Risvegliarsi all'essere
Corrado pensa
Contributo di Rita Gallo
Parte 3
Comprensione della sofferenza (dukkha): il cammino spirituale comporta un confronto onesto con la sofferenza, riconoscendo come essa nasca dall’attaccamento, dall’avversione e dall’ignoranza.
La consapevolezza è il contrario dell’ignoranza: l’ignoranza oscura, la consapevolezza illumina.
Se contempliamo dukkha, se portiamo la consapevolezza sulla sofferenza, porteremo la consapevolezza su quel nodo fatto di attaccamento, avversione e ignoranza; questo nodo può essere definito anche di “non accettazione”.
Che cosa c’è quando non c’è accettazione di quello che sta accadendo? C’è sofferenza.
La contemplazione della “non accettazione” è indispensabile: la constatazione di quello che provoca la “non accettazione” è in grado di darci la spinta definitiva per la pratica dell’accettazione.
Abbiamo un laboratorio sempre con noi, sempre a portata di mano, per imparare molte cose sull’argomento “non accettazione di noi stessi”.
Lavorando sull’accettazione di noi stessi, lavoriamo anche sull’accettazione degli altri.
L’accettazione non è passività, inerzia, fatalismo; la vera accettazione porta con sé una benedizione.

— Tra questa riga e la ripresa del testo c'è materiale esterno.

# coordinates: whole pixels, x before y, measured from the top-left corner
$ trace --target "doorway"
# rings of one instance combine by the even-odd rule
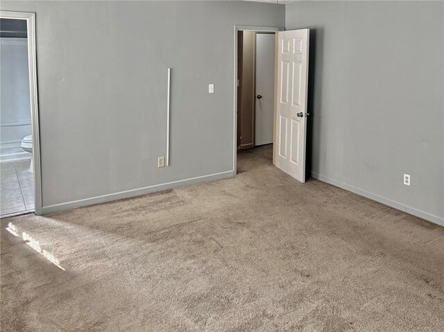
[[[41,214],[35,14],[0,11],[0,218]]]
[[[304,183],[307,117],[309,115],[307,112],[309,29],[283,30],[234,26],[233,175],[237,173],[237,152],[262,146],[257,141],[266,144],[266,131],[269,128],[270,132],[273,132],[272,164]],[[266,56],[261,58],[257,54],[260,40],[257,36],[266,35],[264,33],[275,35],[274,64],[267,62]],[[260,55],[264,52],[264,49],[261,49]],[[248,60],[252,58],[250,53],[254,55],[253,60]],[[273,58],[273,55],[268,58]],[[274,76],[274,84],[267,85],[263,81],[258,83],[258,65],[260,69],[265,67],[264,73]],[[273,105],[273,115],[269,117],[257,114],[257,110],[267,108],[265,101],[262,101],[263,96],[257,91],[259,85],[264,92],[267,86],[273,86],[273,98],[268,98]],[[257,132],[264,128],[266,134],[262,132],[258,136]]]
[[[271,163],[273,141],[275,32],[279,28],[237,26],[236,158],[250,154]],[[260,158],[259,158],[260,159]],[[249,160],[252,158],[249,158]],[[245,163],[236,160],[236,173]],[[248,163],[249,168],[254,167]]]

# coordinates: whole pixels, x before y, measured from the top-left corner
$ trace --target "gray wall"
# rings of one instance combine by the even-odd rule
[[[312,29],[312,175],[441,225],[443,20],[441,1],[286,6]]]
[[[284,26],[284,6],[1,1],[0,8],[36,12],[44,212],[232,175],[234,26]],[[165,155],[167,67],[171,166],[157,168]]]

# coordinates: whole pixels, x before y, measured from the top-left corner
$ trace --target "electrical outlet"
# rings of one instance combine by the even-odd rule
[[[165,166],[165,157],[159,157],[157,158],[157,167],[164,167],[164,166]]]

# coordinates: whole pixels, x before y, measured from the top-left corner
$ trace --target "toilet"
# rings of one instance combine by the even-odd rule
[[[22,140],[22,148],[27,152],[33,153],[33,137],[32,135],[25,136]],[[34,167],[33,165],[33,156],[31,156],[31,164],[29,165],[29,169],[28,170],[31,173],[34,171]]]

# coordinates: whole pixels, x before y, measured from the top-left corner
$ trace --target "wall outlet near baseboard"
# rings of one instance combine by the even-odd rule
[[[157,167],[165,167],[165,157],[159,157],[157,158]]]

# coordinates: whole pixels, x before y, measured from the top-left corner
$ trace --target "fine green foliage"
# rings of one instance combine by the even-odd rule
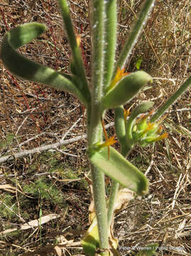
[[[60,191],[55,188],[53,184],[49,184],[45,178],[39,178],[34,183],[23,186],[23,191],[26,194],[42,200],[50,201],[55,205],[63,203],[63,197]]]
[[[2,41],[1,58],[5,67],[13,74],[57,90],[72,92],[87,108],[87,156],[91,162],[96,214],[96,217],[92,219],[92,225],[94,221],[97,227],[95,234],[92,235],[95,237],[91,237],[90,240],[88,240],[89,249],[84,247],[87,255],[89,255],[95,253],[97,249],[101,250],[102,255],[110,255],[110,249],[116,253],[115,247],[109,243],[109,230],[111,229],[114,203],[119,183],[137,195],[143,196],[148,192],[147,178],[127,161],[126,157],[136,143],[145,146],[167,137],[166,133],[158,136],[161,132],[159,125],[161,120],[158,119],[191,84],[190,78],[155,112],[151,121],[148,121],[147,117],[151,113],[141,119],[138,115],[148,111],[153,106],[151,102],[143,102],[137,106],[129,120],[126,120],[127,114],[124,112],[123,105],[133,99],[145,85],[152,82],[151,75],[143,70],[129,75],[124,73],[123,68],[146,23],[154,2],[154,0],[145,1],[135,26],[119,58],[115,61],[116,1],[91,1],[92,77],[89,83],[86,78],[86,72],[66,0],[59,0],[58,3],[72,55],[70,60],[70,75],[57,72],[31,61],[16,51],[18,48],[29,43],[44,32],[44,25],[32,23],[18,26],[9,31]],[[131,4],[133,4],[131,1]],[[138,69],[140,65],[139,62],[137,63]],[[115,128],[121,154],[114,147],[109,148],[116,142],[114,137],[108,139],[106,136],[107,141],[102,142],[102,120],[105,111],[109,108],[115,109]],[[108,203],[105,199],[105,174],[113,180],[113,188]],[[26,185],[23,190],[35,198],[48,200],[51,197],[55,203],[62,202],[59,191],[50,186],[42,178],[33,184]],[[89,236],[85,238],[89,238]]]

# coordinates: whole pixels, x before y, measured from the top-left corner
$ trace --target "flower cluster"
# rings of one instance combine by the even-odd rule
[[[151,122],[149,116],[153,114],[151,111],[148,114],[142,114],[136,122],[132,129],[132,136],[135,143],[138,143],[142,146],[146,146],[148,144],[158,142],[168,137],[168,133],[165,132],[160,135],[163,130],[160,124],[164,117],[157,122]]]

E’ anche una questione di abitudine, di dipendenza. Siamo attaccati alle nostre abitudini: quando sorge l’attaccamento, noi alimentiamo l’attaccamento; quando sorge l’avversione, alimentiamo l’avversione. Lo abbiamo fatto con un addestramento costante, meticoloso e puntuale per lungo tempo.

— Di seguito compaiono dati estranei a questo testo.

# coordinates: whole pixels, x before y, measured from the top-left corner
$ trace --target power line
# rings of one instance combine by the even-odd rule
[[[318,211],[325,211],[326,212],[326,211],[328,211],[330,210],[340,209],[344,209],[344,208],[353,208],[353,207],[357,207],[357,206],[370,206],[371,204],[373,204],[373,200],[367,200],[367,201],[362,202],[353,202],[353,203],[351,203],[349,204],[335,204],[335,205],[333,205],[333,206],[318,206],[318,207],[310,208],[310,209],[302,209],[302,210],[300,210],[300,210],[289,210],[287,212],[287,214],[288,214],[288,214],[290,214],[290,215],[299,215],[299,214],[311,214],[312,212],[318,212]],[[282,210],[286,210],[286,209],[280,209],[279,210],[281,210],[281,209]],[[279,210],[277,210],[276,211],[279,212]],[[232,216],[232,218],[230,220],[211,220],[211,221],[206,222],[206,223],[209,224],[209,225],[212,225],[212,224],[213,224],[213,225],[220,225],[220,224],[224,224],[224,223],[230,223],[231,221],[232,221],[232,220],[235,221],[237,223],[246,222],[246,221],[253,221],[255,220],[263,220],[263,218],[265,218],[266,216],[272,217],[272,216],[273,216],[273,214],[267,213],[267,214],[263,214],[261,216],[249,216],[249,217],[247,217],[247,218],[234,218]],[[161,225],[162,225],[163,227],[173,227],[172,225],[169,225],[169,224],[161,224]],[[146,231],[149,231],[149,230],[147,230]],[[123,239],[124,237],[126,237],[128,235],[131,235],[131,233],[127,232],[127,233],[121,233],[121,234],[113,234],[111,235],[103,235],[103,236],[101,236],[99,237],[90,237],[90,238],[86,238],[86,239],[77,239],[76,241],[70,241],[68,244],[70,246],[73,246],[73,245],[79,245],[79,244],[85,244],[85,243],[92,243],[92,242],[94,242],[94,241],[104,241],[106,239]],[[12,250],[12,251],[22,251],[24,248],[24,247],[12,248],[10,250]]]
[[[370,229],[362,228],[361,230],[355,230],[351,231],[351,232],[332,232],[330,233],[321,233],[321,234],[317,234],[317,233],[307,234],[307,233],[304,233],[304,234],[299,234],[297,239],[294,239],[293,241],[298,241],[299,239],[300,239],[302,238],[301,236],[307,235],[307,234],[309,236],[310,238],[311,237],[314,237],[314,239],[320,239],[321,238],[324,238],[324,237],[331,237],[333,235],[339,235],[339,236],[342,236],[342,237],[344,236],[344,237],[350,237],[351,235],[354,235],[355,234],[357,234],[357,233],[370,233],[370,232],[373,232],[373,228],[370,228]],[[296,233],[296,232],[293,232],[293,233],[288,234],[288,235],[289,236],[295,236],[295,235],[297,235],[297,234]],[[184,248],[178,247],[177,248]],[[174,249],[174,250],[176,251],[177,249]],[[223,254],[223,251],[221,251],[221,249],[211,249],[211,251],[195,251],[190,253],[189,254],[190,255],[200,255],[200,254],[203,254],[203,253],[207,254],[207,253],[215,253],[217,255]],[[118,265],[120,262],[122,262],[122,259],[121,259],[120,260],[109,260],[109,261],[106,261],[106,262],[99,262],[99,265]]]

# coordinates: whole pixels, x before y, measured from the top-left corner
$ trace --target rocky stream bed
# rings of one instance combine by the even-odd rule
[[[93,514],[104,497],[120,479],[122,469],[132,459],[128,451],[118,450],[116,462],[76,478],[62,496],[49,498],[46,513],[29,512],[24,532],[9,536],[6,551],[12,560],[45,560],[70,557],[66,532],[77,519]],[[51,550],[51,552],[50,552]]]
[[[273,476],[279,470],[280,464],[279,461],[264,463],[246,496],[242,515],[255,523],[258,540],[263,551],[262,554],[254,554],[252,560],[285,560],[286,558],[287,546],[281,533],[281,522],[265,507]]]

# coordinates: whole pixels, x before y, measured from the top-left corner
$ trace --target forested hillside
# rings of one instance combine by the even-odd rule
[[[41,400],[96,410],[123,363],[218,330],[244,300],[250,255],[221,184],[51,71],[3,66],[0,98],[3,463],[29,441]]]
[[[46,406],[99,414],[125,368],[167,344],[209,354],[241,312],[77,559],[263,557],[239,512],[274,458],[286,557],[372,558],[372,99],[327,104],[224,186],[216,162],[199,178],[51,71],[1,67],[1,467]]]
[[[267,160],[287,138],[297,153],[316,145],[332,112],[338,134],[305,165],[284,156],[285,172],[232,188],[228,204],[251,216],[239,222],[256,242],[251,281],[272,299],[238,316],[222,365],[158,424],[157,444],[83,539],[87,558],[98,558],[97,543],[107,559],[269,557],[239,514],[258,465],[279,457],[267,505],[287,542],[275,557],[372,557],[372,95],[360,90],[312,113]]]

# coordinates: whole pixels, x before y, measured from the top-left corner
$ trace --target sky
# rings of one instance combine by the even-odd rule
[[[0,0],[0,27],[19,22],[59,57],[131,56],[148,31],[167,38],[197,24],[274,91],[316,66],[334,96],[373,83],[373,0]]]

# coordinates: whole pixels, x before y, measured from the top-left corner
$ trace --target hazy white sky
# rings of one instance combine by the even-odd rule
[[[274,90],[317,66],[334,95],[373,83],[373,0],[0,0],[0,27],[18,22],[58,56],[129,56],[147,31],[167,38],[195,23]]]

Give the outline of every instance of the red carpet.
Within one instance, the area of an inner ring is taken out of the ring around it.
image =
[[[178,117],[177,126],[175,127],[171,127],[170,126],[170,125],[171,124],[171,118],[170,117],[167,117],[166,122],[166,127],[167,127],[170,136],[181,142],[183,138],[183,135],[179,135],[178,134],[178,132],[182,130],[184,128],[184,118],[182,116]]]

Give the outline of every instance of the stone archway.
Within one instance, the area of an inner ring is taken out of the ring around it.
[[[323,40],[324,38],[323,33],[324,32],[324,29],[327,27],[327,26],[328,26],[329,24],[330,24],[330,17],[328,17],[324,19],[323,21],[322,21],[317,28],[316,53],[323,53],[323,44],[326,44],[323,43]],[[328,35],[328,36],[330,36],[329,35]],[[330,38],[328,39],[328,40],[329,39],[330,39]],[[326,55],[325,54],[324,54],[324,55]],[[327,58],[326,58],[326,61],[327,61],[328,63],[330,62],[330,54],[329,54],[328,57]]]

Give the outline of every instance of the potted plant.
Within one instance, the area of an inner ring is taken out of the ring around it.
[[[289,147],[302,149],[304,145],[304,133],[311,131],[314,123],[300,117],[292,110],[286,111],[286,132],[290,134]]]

Ecco che entra in gioco la “pratica”: quando si parla di “pratica” si parla anche di qualcosa che va “contro corrente”, contro le nostre abitudini, le nostre assuefazioni.
Il contrario dell’attaccamento è la generosità, generosità del nostro tempo, della nostra energia, generosità della pratica, con la disponibilità verso gli altri e verso noi stessi.